Principle VI: Using high-performance operators

Besides the optimization principle of shuffle related operators, other operators have corresponding optimization principles.

Replacing Groupbykey with Reducebykey/aggregatebykey

See "Principle Five: Using map-side pre-aggregated shuffle operations" for details.

Use mappartitions instead of normal map

Mappartitions classes of operators, a function call will process a partition all data, rather than a single function call processing one, performance is relatively higher. Sometimes, however, there is an oom (memory overflow) problem with mappartitions. Because a single function call will dispose of a partition all the data, if the memory is not enough, garbage collection is unable to reclaim too many objects, it is likely that oom exception. So be cautious when using this type of operation!

Using Foreachpartitions instead of foreach

The principle is similar to "use mappartitions instead of map", and it is also a function call that processes all the data of a partition, rather than a single function call processing a single piece of data. In practice, it is found that the operator of Foreachpartitions class is very helpful to improve the performance. For example, in the Foreach function, all the data in the RDD is written to MySQL, then if it is a normal foreach operator, a piece of data is written, each function call may create a database connection, it is bound to frequently create and destroy database connections, performance is very low But if the foreachpartitions operator is used to process one partition data at a time, the performance is higher for each partition, as long as a database connection is created, and then a bulk insert operation is performed. In practice, it is found that the performance can be increased by more than 30% for 10,000 or so of the data volume written by MySQL.

Coalesce operation after using filter

Usually after filtering out more data in the RDD (for example, more than 30% of data) for an RDD filter operator, we recommend using the COALESCE operator to manually reduce the number of partition in the RDD and compress the data in the RDD into fewer partition. Because after the filter, each partition in the RDD will have a lot of data to be filtered out, at this time if the subsequent calculation, in fact, each task processing partition in the amount of data is not many, a bit of resource waste, and at this time the more tasks processed, The slower it may be. As a result, by reducing the number of partition with coalesce and compressing the data in the RDD to less partition, all partition can be processed with fewer tasks. In some scenarios, performance improvements can be helpful.

Use Repartitionandsortwithinpartitions to replace repartition with sort class operations

Repartitionandsortwithinpartitions is a recommended operator on the Spark website, and it is officially recommended that if you need to sort the repartition after partitioning, It is recommended to use the repartitionandsortwithinpartitions operator directly. Because the operator can perform the shuffle operation on one side of the partition and sort it on one side. Shuffle with sort two operations at the same time, the performance may be higher than the first shuffle and then the sort.

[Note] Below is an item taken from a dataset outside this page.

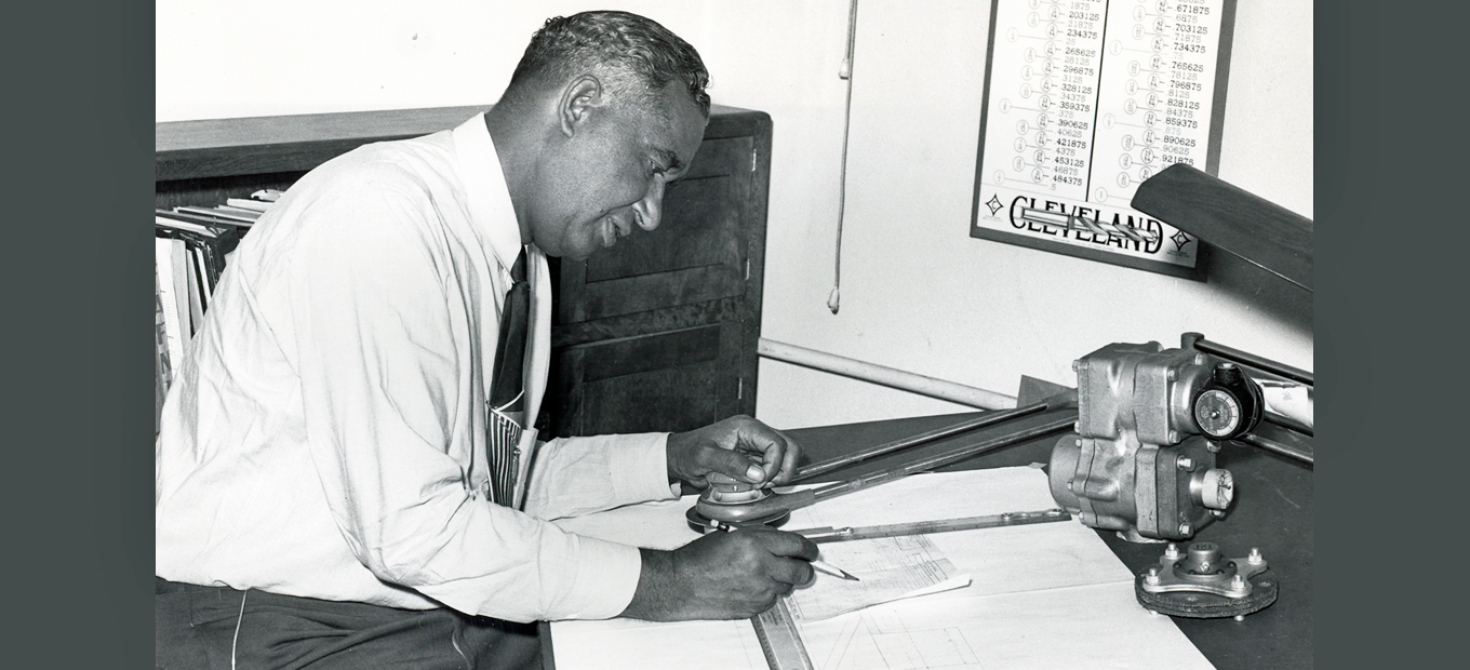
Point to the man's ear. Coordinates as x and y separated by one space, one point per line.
576 102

Principle Seven: Broadcast large variables

Sometimes in the development process, you encounter scenarios where you need to use external variables in operator functions (especially large variables, such as large collections above 100M), then you should use the Radio (broadcast) feature of Spark to improve performance.

When used in an operator function to an external variable, by default, spark copies multiple copies of the variable and transmits it over the network to the task, where each task has a copy of the variable. If the variable itself is larger (such as 100M, or even 1G), the performance overhead of a large number of variable replicas in the network, and the frequent GC that takes up too much memory in the executor of each node, can greatly affect performance.

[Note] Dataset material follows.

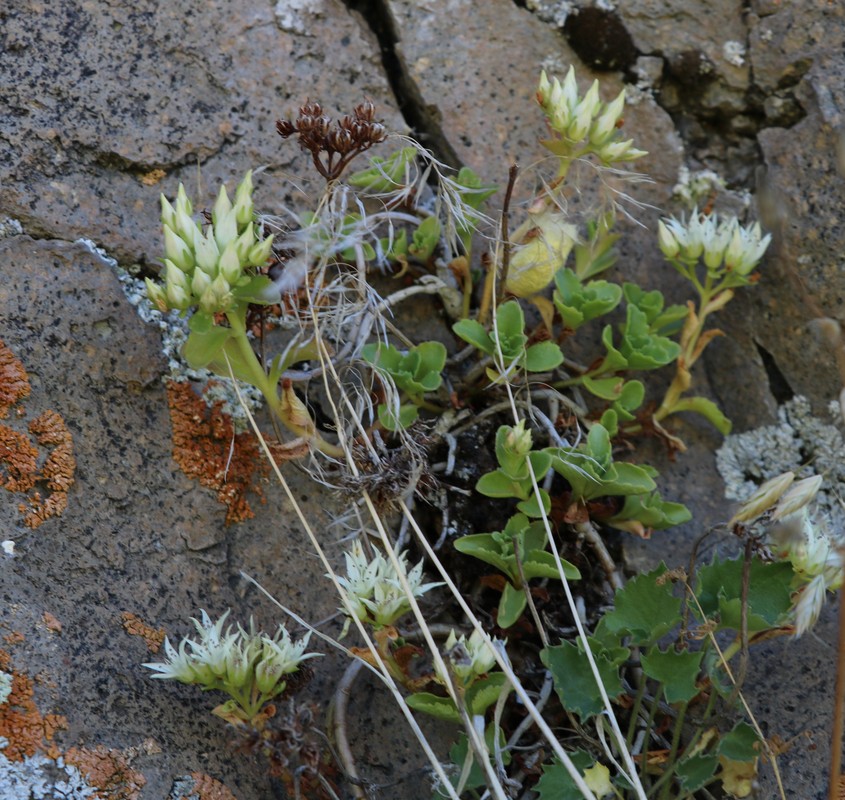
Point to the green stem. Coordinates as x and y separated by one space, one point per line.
258 378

For this reason, if you use an external variable that is larger, it is recommended that you broadcast the variable using the broadcast function of Spark. The post-broadcast variable guarantees that each executor memory will reside in only one copy of the variable, while the task in executor shares that copy of the variable in the executor. In this way, the number of variable replicas can be greatly reduced, reducing the performance overhead of network transmissions, and reducing the overhead of executor memory and the frequency of GC.

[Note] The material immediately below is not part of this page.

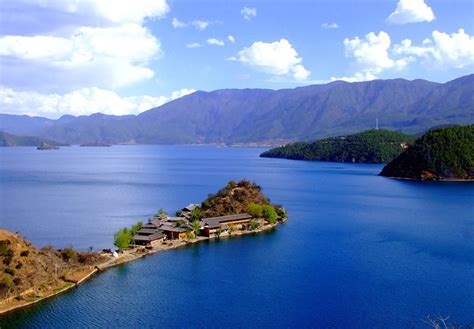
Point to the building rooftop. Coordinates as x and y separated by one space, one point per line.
214 222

code example for broadcast large variables
// 以下代码在算子函数中,使用了外部的变量。// 此时没有做任何特殊操作,每个task都会有一份list1的副本。val list1 = ...rdd1.map(list1...)// 以下代码将list1封装成了Broadcast类型的广播变量。// 在算子函数中,使用广播变量时,首先会判断当前task所在Executor内存中,是否有变量副本。// 如果有则直接使用;如果没有则从Driver或者其他Executor节点上远程拉取一份放到本地Executor内存中。// 每个Executor内存中,就只会驻留一份广播变量副本。val list1 = ...val list1Broadcast = sc.broadcast(list1)rdd1.map(list1Broadcast...)
Principle eight: Use Kryo to optimize serialization performance

In Spark, there are three main places involved in serialization:

    • When an external variable is used in an operator function, the variable is serialized and then transmitted over the network (see "Principle seven: Broadcast big variable").
    • When you use a custom type as a generic type for an RDD (for example, Javardd,student is a custom type), all custom type objects are serialized. Therefore, in this case, it is also required that the custom class must implement the Serializable interface.
    • When using a serializable persistence policy (such as Memory_only_ser), spark serializes each partition in the RDD into a large byte array.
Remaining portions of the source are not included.